I've been saved by an ND0 filter when I bashed the lens against a rock. It destroyed the filter's screw thread but the len's wasn't damaged.

I also once while whale watching got 'steam blasted' by a humpback whale that exhaled while scratching it's back on the boats keel. I was able to quickly unscrew the steamed-up filter and carry on photographing.

Edit - This is also why I religiously use the lens hoods - if nothing else they form a sacrificial protector.


I think filters are useful as dust / junk collectors, especially modern ones with repellant coatings. The less you clean your real lens the better. The front glass is tough but not airtight so when you clean or dust it there is a real chance of introducing dust or water into the rest of the lens.

Clear filters can’t hurt IQ other than introducing flare or ghosts in backlighting. It’s possible to crack or scratch your front element with minimal to no effect on your picture; a clear piece of glass isn’t going to do anything.


>Clear filters can’t hurt IQ other than introducing flare or ghosts in backlighting.

Or causing fringing, or reducing sharpness, or reducing contrast...

The absolute _best_ that a filter can do to IQ is nothing. But that's basically impossible. Every air/glass interface causes reflections, and no piece of glass is optically perfect. So it's going to hurt your IQ, the question is merely how much, and whether it's worthwhile.

I used to use them. Then I decided I was probably never going to get much of anything reselling my lenses, so I might as well just use them instead of trying to baby them. Haven't had a problem with that decision, but YMMV.


Not a knife but a crab claw, which did result in some visible (on the glass) scratches: https://youtu.be/YcZkCnPs45s?t=581


The only time I put a filter on is when I shoot on the beach. Dried up saltwater spray is not good. Otherwise, I just use the lens cap to protect the lens. It's not safe to leave the cap off anyway even if you do have a filter: you could point your camera at the sun and damage the sensor (or shutter if it's a film camera).


On the other hand, a finger smudge on your cell phone camera lens will destroy contrast and the resulting picture, especially is there is any degree of backlight in the image.

Make sure you wipe the lens with your t-shirt every once in a while.


Nitpicking here. The element you can touch is not the lens. It is a protective cover.


Nitpicking more, the outer clear protective layer, still passes the image, and is therefore also a lens, dispite not playing a large part in focus.


I don't have any intuition as to why this would be a different situation. Anyone got an explanation?


It is much smaller.


I live in the tropics, and have fungi growing inside my lenses. They leave visible spots all the time, but photoshop takes care of that.


Oof. Use a drybox dude.


What I find fascinating about articles like this is that they demonstrate the high quality of common objects (well, maybe not too common for those that do not like to take photos with DSLRs, but anyway).

For some reason, I have almost been 'conditioned' to adopt a 'Everything that we manufactured is really crappy' philosophy---maybe this comes from working too much with software---so it is really nice when you learn about these things.

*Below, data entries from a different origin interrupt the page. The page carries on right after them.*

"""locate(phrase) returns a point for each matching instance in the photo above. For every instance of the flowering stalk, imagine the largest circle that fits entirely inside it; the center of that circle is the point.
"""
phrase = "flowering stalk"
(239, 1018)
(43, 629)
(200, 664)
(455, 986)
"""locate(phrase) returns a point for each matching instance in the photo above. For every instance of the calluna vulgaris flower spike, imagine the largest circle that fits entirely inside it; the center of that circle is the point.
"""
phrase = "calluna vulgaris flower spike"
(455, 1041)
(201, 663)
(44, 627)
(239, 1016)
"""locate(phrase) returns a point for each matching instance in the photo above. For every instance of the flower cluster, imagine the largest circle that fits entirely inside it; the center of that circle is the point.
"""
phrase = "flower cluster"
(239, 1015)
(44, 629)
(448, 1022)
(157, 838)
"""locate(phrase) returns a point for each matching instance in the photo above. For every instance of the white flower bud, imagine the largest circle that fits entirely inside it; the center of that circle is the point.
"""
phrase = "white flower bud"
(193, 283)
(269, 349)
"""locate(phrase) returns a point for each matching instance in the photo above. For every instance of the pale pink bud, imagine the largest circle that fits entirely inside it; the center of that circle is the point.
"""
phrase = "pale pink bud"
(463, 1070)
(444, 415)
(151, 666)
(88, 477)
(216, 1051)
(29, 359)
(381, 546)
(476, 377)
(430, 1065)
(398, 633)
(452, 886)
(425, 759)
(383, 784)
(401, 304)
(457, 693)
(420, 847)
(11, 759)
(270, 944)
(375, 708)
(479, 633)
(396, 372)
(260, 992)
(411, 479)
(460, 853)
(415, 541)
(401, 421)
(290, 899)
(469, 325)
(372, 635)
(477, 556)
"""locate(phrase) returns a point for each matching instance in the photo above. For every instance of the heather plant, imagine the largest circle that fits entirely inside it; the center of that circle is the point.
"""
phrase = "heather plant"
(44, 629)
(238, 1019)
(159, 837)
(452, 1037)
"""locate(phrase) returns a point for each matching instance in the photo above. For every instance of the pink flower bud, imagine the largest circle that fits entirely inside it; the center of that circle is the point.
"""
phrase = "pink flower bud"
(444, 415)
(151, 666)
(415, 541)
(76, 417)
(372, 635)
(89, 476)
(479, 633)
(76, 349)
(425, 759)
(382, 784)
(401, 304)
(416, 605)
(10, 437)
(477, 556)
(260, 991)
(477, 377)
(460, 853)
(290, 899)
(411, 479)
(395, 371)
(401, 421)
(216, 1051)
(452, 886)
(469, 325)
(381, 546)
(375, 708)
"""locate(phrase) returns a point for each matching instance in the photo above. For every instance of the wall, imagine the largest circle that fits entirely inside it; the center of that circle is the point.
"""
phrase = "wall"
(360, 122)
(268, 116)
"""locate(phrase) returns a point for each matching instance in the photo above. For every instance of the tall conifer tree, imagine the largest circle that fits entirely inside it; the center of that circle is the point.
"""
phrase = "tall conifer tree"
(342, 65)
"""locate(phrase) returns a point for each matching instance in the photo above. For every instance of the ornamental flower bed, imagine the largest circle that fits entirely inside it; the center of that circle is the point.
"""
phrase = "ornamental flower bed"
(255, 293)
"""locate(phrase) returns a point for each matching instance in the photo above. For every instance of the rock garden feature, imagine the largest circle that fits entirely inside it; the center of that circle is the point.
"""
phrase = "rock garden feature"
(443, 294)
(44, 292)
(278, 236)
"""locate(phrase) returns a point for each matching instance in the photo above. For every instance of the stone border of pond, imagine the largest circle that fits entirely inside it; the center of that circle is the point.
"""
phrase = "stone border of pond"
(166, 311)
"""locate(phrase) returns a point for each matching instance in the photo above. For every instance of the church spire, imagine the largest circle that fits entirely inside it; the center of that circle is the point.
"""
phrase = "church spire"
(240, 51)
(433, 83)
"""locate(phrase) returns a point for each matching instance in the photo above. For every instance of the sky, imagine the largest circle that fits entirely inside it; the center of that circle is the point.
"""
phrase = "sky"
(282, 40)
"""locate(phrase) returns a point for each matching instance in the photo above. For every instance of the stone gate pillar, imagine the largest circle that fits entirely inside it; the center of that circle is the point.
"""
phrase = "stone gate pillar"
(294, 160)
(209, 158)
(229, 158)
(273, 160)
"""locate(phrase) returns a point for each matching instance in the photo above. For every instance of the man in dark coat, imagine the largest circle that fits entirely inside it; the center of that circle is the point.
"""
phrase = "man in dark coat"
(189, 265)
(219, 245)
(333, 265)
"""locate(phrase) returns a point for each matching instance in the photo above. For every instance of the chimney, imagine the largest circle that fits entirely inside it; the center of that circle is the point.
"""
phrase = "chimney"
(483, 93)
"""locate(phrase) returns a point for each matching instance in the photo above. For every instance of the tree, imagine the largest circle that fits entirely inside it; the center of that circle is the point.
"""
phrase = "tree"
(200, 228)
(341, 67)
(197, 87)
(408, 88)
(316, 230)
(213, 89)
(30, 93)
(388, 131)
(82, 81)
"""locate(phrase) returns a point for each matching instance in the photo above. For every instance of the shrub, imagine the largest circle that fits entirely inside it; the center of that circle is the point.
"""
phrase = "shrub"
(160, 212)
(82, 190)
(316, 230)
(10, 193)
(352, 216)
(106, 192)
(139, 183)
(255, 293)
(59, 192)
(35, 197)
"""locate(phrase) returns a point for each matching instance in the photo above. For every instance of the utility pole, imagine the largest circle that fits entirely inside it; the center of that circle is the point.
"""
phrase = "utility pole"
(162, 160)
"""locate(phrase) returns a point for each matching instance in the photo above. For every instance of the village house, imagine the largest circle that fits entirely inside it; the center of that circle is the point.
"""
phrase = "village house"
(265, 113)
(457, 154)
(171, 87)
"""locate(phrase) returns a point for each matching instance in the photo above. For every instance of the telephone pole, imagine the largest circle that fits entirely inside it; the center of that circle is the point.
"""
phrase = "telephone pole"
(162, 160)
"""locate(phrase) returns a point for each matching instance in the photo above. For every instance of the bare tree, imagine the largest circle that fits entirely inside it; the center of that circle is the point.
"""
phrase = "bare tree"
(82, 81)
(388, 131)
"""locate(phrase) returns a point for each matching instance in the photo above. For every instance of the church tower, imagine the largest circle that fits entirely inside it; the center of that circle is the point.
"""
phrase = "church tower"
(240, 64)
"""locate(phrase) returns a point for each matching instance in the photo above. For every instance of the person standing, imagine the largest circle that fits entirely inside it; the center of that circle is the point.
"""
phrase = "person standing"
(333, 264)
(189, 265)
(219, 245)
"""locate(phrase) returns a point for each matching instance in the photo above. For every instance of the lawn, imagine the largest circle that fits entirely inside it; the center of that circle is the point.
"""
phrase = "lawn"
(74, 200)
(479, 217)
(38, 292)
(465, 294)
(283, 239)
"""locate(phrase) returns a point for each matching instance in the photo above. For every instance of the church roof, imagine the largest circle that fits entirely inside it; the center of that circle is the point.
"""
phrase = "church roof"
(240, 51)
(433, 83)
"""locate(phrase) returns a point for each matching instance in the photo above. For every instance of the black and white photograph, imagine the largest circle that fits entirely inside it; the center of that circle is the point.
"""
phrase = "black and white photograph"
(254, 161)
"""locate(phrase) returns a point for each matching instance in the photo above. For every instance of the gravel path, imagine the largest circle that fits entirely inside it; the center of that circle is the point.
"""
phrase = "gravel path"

Also, as an owner of a DSLR, this is news to me, making me less anxious about now having the best equipment for cleaning everything with me all the time.


I wonder how oily/fatty smudges behave. Because on eyeglasses, they are either very noticeable, or, if you try to wipe them off but only end up smearing them all over the place, not really noticeable but extremely tiring (probably from subtle degradation and dispersing light coming from the side across what you see).


dust on the sensor shows up a lot more than lens scratches


The closer they are to the focal plane the more they show on the final image. Hence having a scratched rear element is going to affect image quality.